После вакцинации размножение вируса IB-QX MSV-p80 происходит в трахее, и IB QX диссеминирует в другие органы. IB-QX MSV-p80 распространяется между курицами, как минимум, единожды. IB-QX MSV-p80 и вакцина, пассируемые между группами, безопасны.

Пример 9: КОМБИНИРОВАННАЯ ВАКЦИНАЦИЯ С ВАКЦИНАМИ IB MM И IB QX

Эффективность комбинированной вакцинации с вакцинами IB MM и IB QX была протестирована на SPF-курицах. Куриц вакцинировали вакциной Poulvac IBMM (Fort Dodge Animal Health) на 0 день и на 14 день живой вакциной IB QX. Вакцинированные курицы были заражены IB штаммом IT02 на 14 день и IB штаммом 793В на 35 день. Результаты вакцинации были определены путем анализа тестов на цилиостаз (CST) срезов трахеи и выявления патологии почек. Вакцинированные курицы были полностью защищены от заражения штаммами IT02 и 793.

Краткое изложение протокола соответствующей вакцинации и результаты представлены в таблице 18.

Хотя вышеизложенное изобретение было описано довольно подробно с помощью иллюстраций и примеров для ясности понимания, данное изобретение не ограничивается представленными частными вариантами осуществления изобретения, а предполагает охватывать все изменения и модификации в рамках сущности и объема изобретения, как определено прилагаемыми пунктами формулы изобретения.

Все публикации и патенты, упоминаемые в спецификации, свидетельствуют об уровне компетентности специалистов в данной области техники, к которой относится данное изобретение. Все публикации и патенты включены в настоящий документ в качестве ссылки так, как если бы каждая отдельная публикация или патентная заявка были конкретно и индивидуально указаны для включения в качестве ссылки.

1. Вакцинная композиция для защиты птицы от QX-подобного вируса инфекционного бронхита (IB), включающая: (i) живой аттенуированный QX-подобный вирус инфекционного бронхита (IB), имеющий белок S1, кодируемый нуклеотидной последовательностью, которая по меньшей мере на 95% идентична SEQ ID NO. 1, и полученный посредством пассирования на яйцах домашней птицы с развивающимися эмбрионами от 25 до 80 раз; и (ii) фармацевтически приемлемый носитель.

2. Вакцинная композиция по п. 1, дополнительно включающая по меньшей мере один адъювант.

3. Вакцинная композиция по п. 1, дополнительно включающая по меньшей мере один дополнительный живой аттенуированный вирус IB.

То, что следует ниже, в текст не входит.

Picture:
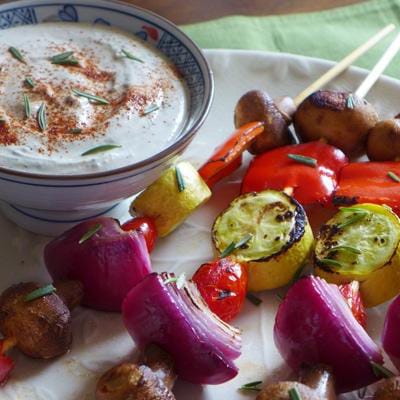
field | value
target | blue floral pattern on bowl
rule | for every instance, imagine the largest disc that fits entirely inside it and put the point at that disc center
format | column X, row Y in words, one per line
column 142, row 27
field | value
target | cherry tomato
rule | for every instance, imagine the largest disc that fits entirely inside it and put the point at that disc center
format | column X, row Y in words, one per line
column 144, row 225
column 352, row 295
column 223, row 285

4. Вакцинная композиция по п. 3, где указанный по меньшей мере один дополнительный живой аттенуированный вирус IB выбран из группы, состоящей из 793В, Massachusetts, ltaly-02, D274, Arkansas, D1466, В1648 и Georgia-98.

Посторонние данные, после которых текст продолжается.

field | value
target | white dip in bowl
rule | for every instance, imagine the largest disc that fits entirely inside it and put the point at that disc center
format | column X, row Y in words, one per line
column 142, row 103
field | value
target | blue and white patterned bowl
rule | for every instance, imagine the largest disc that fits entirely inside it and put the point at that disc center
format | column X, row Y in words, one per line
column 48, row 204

5. Вакцинная композиция по п. 1, где указанный вирус представляет собой штамм L-1148.

6. Вакцинная композиция по п. 1, где указанный вирус представляет собой штамм 1449-2 или 1449-10.

7. Вакцинная композиция по п. 1, где белок S1 включает аминокислотную последовательность SEQ NO NO: 2.

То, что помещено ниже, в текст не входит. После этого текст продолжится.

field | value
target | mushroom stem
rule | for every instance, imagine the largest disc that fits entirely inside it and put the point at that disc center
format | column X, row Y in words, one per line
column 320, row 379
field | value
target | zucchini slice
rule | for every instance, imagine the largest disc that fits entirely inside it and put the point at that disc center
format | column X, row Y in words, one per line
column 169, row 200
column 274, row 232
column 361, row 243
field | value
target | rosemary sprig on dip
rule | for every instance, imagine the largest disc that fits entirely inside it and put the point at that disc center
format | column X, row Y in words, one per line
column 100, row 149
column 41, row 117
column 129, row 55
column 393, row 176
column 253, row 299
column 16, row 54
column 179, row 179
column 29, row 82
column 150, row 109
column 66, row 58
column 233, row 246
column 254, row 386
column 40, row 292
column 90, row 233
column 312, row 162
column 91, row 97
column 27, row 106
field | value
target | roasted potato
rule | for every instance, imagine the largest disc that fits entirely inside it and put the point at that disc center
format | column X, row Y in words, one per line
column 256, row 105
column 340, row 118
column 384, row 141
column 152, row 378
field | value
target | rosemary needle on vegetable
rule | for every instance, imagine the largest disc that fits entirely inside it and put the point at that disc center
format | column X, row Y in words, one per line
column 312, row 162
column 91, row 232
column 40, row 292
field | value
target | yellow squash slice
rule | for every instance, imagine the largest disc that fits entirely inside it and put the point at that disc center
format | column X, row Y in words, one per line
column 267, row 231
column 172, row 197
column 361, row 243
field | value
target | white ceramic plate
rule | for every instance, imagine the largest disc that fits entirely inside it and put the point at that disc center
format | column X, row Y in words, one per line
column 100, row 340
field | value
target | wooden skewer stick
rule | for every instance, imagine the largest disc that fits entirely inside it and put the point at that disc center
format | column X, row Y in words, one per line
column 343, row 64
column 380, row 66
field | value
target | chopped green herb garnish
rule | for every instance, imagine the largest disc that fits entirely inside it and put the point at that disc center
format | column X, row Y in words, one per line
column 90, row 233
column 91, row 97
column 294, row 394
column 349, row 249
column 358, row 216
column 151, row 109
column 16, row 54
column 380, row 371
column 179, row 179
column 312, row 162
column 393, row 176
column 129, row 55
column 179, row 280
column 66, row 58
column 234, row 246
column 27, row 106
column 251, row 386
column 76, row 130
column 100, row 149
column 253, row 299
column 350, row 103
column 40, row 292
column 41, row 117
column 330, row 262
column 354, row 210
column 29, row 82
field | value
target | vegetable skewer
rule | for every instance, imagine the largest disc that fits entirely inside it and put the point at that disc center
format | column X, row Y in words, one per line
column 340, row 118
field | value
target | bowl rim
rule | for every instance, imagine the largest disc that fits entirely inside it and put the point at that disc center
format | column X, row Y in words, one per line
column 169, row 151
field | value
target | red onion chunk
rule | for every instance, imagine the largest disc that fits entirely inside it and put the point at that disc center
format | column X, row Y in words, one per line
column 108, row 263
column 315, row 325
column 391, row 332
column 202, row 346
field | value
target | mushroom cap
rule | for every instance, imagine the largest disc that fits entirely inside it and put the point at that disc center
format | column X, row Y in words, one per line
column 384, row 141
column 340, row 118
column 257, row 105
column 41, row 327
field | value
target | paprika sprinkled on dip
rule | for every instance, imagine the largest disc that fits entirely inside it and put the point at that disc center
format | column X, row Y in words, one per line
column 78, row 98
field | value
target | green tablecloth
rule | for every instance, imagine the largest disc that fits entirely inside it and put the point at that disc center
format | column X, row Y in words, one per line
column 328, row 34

8. Вакцинная композиция по п. 1, где белок S1 включает аминокислотную последовательность SEQ ID NO: 3 или SEQ ID NO: 4.

9. Способ защиты птицы от QX-подобного вируса инфекционного бронхита (IB), включающий введение вакцины по любому из пп. 1-8 указанной птице в диапазоне от приблизительно 10³ TCID₅₀ на указанную птицу до приблизительно 10^5,07 TCID₅₀ на указанную птицу.

10. Способ по п. 9, включающий введение приблизительно 10⁵ TCID₅₀ на указанную птицу.

11. Способ по п. 9, где указанная птица является курицей.

12. Способ по п. 9, где указанную вакцину вводят в виде глазных капель или в виде спрея.